I was obviously no peach either. My anxiety about our relationship and his effort caused me to lash out in arguments. I have GAD. [Generalized Anxiety Disorder] It was a cycle of heated arguments, threatening to leave one another, then reconciling all within like, 12 hours. This had gone on for our entire relationship at least once a week. I KNOW things were not good and that we were not helping each other. But - when we were good and having fun and being loving, it was like heroin. I had never felt so loved by him when he cared for me after getting my wisdom teeth removed.
Back to present - I left in the middle of the night during a fight to my parents because I knew if I stayed the cycle would just continue. How do I get over this person who has been my best friend for many years, and was my first love and sexual experience. I know he is struggling right now, but he doesn’t have the capability to be a good partner right now. And I don’t know if I do either honestly…
How do I get over these intense feelings of guilt, shame, rejection and overall heartbreak?
Thank you for all you do. Your content has been such a lifeline for me lately.
TLDR; Friends for 6 years, dated for 3 - both our first serious relationship. Had to end it because we were both making each other miserable, but still, I hold a lot of love for him. Trying to move on and don’t know how it’s possible.
Abby
Dear Abby,
As no stranger to heartbreak, I first want to say congratulations. I know that might sound weird, but you have survived something hard and awful. You did what was right for you even though it wasn’t easy or clear cut. That is something to be proud of, even if you feel too hurt to see that right now.

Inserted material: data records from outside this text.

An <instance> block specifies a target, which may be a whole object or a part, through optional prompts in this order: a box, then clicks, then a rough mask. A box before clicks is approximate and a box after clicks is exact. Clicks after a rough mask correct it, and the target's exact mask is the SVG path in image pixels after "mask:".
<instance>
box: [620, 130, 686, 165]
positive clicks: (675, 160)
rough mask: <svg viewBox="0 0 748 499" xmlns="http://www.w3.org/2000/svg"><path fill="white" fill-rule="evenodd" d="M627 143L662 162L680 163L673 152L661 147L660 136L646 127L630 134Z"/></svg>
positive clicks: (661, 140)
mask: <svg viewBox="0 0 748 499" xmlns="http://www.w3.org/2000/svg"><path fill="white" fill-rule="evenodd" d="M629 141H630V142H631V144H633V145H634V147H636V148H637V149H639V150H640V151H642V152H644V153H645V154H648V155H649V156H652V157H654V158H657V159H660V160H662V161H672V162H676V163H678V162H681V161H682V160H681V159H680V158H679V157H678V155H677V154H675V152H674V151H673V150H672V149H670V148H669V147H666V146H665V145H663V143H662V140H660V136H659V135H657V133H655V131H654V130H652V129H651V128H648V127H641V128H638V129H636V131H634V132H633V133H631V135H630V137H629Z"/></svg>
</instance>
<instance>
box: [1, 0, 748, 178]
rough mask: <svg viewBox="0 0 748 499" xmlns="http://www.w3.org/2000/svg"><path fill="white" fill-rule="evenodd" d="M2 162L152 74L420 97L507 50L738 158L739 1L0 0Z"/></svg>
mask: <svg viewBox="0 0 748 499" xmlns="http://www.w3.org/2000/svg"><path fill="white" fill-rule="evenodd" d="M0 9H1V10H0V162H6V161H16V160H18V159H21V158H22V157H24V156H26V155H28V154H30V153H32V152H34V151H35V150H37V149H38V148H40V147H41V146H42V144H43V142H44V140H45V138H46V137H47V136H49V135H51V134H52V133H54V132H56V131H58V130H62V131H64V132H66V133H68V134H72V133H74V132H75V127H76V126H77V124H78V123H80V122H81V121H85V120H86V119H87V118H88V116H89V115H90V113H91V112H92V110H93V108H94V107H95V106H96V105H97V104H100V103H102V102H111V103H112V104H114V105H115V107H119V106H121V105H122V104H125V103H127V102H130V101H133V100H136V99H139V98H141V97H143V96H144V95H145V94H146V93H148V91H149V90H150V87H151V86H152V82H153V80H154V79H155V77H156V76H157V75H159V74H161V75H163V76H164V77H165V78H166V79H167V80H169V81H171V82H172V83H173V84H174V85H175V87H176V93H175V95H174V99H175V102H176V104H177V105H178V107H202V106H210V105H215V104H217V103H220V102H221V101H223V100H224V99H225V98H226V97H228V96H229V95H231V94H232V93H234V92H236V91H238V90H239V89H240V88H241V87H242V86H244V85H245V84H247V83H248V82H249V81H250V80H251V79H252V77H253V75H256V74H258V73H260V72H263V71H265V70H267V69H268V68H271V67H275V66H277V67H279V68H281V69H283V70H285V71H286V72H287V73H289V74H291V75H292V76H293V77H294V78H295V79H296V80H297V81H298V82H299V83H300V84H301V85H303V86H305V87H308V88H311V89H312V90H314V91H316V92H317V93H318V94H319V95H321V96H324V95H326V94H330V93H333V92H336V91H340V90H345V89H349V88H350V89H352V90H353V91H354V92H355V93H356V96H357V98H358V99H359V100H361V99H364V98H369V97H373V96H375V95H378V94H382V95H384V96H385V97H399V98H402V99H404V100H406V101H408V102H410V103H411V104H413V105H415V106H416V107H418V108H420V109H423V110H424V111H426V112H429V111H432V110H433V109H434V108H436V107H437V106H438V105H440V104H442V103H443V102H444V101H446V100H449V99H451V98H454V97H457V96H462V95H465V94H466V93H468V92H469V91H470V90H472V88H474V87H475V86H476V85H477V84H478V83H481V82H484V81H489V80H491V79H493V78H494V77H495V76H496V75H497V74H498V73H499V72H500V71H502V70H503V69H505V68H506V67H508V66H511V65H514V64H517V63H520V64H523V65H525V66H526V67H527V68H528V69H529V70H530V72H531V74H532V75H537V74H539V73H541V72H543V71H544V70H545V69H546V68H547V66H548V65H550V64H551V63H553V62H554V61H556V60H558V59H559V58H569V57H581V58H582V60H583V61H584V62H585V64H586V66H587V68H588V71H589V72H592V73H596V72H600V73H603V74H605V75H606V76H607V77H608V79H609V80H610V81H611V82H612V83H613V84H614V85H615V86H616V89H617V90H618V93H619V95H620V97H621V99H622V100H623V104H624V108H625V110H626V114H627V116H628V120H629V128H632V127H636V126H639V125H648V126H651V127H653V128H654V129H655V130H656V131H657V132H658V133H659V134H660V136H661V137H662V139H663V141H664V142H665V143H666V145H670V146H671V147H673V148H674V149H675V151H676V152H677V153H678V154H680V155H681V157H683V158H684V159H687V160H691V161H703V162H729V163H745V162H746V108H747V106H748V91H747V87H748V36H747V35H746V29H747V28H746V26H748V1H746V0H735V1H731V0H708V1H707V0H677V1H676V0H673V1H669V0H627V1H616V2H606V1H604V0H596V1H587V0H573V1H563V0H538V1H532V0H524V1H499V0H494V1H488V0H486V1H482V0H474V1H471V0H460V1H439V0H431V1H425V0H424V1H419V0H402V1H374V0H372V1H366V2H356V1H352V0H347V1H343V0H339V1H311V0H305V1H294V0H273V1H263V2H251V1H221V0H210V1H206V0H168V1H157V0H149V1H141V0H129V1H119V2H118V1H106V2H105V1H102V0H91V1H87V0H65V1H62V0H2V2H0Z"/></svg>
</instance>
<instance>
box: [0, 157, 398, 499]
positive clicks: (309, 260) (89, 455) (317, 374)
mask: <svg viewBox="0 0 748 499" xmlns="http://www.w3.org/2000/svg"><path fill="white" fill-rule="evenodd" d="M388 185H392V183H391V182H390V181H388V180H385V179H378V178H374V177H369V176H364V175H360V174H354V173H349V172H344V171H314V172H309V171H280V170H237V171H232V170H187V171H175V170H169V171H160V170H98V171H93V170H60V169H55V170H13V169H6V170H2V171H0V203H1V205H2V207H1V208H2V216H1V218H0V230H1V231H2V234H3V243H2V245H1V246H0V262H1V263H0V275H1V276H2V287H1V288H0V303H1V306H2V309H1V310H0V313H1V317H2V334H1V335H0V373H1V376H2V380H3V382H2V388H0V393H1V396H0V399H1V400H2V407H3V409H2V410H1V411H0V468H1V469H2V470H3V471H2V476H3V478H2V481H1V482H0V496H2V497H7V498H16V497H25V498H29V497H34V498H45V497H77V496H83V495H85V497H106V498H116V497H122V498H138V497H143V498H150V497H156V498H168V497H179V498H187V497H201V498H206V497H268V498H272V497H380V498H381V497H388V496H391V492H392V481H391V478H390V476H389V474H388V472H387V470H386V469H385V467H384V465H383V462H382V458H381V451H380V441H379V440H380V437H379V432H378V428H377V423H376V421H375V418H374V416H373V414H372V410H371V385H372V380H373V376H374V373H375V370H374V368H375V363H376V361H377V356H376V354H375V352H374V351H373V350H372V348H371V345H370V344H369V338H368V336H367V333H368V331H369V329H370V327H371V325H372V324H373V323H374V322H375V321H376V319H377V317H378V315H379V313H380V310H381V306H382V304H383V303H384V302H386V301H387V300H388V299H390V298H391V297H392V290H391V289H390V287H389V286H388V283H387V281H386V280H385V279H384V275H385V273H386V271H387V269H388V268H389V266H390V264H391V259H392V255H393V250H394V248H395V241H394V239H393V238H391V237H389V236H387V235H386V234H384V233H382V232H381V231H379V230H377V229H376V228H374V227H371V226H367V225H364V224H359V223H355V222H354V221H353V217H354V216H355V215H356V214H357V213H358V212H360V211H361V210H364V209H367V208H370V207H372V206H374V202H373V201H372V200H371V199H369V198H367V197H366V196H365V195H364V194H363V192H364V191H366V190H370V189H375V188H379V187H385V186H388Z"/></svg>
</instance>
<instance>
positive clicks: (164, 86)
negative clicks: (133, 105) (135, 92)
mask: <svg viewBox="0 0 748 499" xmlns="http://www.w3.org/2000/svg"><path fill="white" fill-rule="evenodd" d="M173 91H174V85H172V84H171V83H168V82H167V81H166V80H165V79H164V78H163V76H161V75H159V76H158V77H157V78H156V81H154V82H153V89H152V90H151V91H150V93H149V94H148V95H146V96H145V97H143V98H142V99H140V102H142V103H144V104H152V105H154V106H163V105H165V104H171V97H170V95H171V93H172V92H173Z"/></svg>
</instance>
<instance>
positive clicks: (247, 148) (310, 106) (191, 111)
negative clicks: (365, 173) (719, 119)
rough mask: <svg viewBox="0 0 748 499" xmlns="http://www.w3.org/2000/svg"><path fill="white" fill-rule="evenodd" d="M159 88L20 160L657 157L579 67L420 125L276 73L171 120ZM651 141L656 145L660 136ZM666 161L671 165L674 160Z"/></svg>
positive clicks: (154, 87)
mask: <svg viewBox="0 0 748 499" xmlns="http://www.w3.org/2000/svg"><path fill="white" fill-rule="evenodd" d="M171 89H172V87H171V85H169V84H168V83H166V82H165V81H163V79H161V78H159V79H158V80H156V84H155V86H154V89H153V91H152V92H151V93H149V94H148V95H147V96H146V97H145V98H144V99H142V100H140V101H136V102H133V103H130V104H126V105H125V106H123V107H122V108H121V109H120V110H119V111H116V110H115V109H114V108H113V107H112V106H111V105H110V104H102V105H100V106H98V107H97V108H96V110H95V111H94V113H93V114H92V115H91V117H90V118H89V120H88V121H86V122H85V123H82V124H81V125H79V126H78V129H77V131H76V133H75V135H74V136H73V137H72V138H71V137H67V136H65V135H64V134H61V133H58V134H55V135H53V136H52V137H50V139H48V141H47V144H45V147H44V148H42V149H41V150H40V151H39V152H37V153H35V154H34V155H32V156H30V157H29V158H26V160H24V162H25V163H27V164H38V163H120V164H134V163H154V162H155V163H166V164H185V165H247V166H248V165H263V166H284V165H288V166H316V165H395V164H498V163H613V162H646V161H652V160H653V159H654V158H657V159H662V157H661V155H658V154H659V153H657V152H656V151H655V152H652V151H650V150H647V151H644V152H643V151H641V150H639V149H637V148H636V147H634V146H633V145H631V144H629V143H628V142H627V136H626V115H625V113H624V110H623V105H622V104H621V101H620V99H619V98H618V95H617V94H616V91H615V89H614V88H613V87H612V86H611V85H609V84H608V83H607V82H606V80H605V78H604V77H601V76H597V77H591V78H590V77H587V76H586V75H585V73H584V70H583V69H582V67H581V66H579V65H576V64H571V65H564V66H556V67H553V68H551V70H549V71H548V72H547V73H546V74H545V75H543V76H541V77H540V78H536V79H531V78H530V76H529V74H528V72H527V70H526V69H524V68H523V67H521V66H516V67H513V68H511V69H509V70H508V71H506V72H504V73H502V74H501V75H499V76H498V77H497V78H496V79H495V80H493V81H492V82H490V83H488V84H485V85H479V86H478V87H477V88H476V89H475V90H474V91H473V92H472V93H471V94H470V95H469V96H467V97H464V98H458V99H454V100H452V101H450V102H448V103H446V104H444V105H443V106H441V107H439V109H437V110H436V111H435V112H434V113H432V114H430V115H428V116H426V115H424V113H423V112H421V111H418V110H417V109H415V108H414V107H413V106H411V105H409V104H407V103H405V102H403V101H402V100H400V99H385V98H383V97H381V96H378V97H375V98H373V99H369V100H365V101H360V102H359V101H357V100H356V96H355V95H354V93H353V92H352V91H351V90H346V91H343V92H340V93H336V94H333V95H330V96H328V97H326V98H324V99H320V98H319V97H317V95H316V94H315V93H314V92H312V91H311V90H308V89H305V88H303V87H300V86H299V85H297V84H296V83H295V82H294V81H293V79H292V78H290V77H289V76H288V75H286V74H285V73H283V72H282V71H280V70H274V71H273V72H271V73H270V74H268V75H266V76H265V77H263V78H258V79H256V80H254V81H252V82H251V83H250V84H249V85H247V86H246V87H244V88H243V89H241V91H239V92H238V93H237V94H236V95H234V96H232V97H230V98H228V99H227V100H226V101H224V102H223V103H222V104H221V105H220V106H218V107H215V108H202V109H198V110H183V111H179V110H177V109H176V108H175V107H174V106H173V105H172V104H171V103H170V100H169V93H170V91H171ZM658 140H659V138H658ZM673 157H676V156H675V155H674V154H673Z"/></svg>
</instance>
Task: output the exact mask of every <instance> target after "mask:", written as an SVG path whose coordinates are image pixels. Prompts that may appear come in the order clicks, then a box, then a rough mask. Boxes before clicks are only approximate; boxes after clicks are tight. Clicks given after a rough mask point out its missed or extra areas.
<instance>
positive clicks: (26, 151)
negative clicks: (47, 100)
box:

Reading your letter made me think of all the different parents on the Bachelor and Bachelorette--bear with me—who endlessly worry to the camera about their children getting their hearts broken. I understand why they don’t want their child to feel pain, but heartbreak is a part of life. Sure, there are some people out there who might only ever fall in love once before dying in each other’s arms, but it’s definitely too small a group to be statistically significant. (Can you tell I took three weeks of Research Methods before withdrawing?) For most of us, heartbreak is a big part of our journey in discovering who we are and what we want out of life. It’s awful, but it’s also character shaping when we let it be.